Oxford Bank & Trust has learned to avoid those missed opportunities by developing relationships within the industry. Based in Oak Brook, Ill., the bank serves about 250 manufactured housing communities in six midwestern states. It’s considering expanding into other states, and continues to seek more community partners, Oaks said.

“Manufactured housing is the core of our business,” he said. “We love the opportunity our bank has to lend to low- to moderate-income folks and help them meet their dreams.”

The cornerstone of Oxford’s efforts is its Community Partnership program. It is both a formal agreement and a general guide for how the community will treat the bank. And how the bank will treat the community.

“Both entities are protected,” he said. “We agree not to pull homes from community owners that have a partnership with our bank. And the community owner doesn’t have to fill an empty lot with new product.”

Oxford Bank & Trust Builds Relationships with Communities
Owners and residents benefit from a lender who works with communities to keep homes in place. Photo courtesy of Rickert Communities.

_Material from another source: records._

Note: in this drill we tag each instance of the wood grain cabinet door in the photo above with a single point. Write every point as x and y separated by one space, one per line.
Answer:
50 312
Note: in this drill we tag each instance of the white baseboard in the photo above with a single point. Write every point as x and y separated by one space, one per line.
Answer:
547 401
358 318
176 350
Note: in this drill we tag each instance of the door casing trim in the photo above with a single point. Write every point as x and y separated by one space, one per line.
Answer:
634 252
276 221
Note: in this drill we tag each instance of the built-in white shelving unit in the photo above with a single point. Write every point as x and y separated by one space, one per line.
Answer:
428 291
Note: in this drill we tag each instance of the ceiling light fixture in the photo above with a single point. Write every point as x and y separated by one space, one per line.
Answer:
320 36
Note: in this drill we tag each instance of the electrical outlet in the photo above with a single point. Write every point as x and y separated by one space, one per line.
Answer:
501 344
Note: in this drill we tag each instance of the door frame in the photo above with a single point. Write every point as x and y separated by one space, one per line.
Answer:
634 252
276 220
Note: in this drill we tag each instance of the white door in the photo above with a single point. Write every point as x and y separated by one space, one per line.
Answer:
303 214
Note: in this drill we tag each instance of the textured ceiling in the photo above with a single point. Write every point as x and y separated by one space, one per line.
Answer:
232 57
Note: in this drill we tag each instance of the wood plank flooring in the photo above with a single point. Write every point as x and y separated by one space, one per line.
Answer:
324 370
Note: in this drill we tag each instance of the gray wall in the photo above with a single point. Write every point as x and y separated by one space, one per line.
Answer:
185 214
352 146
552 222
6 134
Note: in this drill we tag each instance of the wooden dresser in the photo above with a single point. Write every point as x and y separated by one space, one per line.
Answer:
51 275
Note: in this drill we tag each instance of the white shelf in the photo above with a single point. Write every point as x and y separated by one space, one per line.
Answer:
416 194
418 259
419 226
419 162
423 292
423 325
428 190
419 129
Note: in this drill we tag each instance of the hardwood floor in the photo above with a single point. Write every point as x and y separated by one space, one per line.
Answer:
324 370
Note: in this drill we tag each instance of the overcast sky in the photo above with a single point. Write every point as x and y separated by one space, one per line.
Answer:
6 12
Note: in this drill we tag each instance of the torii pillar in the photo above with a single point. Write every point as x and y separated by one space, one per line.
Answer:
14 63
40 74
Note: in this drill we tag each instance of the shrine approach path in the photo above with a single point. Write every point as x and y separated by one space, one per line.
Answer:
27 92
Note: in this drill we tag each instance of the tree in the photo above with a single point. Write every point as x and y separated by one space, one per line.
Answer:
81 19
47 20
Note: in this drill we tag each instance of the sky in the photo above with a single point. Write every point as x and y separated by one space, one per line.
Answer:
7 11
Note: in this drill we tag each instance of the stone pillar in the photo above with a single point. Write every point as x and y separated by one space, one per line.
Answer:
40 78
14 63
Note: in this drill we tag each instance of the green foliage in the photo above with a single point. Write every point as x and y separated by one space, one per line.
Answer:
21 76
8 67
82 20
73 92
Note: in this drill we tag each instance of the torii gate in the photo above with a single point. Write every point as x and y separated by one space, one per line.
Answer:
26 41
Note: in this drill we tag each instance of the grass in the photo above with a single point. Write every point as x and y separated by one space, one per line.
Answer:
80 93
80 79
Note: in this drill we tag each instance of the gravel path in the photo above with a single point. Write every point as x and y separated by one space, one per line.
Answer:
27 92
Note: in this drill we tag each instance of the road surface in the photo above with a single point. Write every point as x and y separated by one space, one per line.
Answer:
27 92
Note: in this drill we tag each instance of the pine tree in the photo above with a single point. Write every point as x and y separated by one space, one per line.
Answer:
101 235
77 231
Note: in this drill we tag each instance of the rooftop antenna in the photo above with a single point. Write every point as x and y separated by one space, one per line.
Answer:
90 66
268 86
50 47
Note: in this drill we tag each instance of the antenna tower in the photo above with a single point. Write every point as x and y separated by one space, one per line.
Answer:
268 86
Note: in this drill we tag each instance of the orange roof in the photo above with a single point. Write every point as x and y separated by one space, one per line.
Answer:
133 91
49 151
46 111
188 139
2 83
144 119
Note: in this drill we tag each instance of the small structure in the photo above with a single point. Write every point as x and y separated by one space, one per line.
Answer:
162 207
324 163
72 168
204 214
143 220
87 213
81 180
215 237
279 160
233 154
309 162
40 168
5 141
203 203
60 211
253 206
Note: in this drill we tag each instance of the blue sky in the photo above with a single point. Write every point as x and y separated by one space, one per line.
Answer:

Community Gets First Chance to Re-sell Homes

When Oxford Bank & Trust repossesses a manufactured home, it makes whatever repairs are necessary to put it back into retail condition. Once the home is ready, the community lists and handles the home’s sale details. Both parties agree on a fair price — a price that allows the community to sell the home but doesn’t “beat up” the bank.

The bank pays the community a 10 percent commission for handling the sale. No lot rent is charged by the community while the house is being repaired and sold. However, all homebuyers must be approved by the community prior to the completion of the sale.

One of Oxford’s community partners is Roselake Estates in Pendleton, Ind. Manager Adriane DeRose said her community doesn’t charge the bank lot rent for its vacant homes. Rather, it works with it to get the homes re-sold in as smooth a manner as possible.

“We’re committed to working with them to keep those homes in our community, and we appreciate that that is their policy,” DeRose said.

She said the community partnership concept is rare in the industry.

“A lot of lenders will pull the homes out without discussing it with the community owner first,” she said. “We prefer homes stay in the community, rather than have to fill the lot again.”

Partnership Results in Speedy Re-sale

Oxford Bank & Trust Builds Relationships with Communities
New Durham Estates in Westville, Ind., works with Oxford Bank to maintain filled homesites.

With Oxford’s aid, community partners typically sell repos within 90 days, Oaks said.

“If I have a repo in a community, it’s not necessarily a negative because the owner will help get it sold,” he said. “We get some losses sometimes, but in totality the program succeeds because of the vast number of loans.”

Gary Fath, manager of New Durham Estates in Westville, Ind., said Oxford Bank & Trust works to get empty homes filled right away, ensuring the community access to lot rent payments as quickly as possible.

“They’re the easiest to work with,” Fath said. “They also work well with the people getting loans.”

Oaks said the Community Partnership program is designed to benefit all parties. The community owner gains a viable new resident. The bank gains a new client to lend to, most likely. Also, that client avoids paying thousands of dollars in home-moving costs.

A home buyer can get a reduced interest rate on the home loan. Also, the bank uses more than credit score to define customer terms. Rather, Oxford’s rates are determined by the buyer’s overall financial history and the age and size of the home.

“We have truly enjoyed working with Oxford Bank over the years,” said Kenny Lipschutz, CEO of HomeFirst, which owns manufactured housing communities in Michigan. “Their personalized customer service and focus on digging into everything they can to help get our potential residents approved and financed has been tremendous.”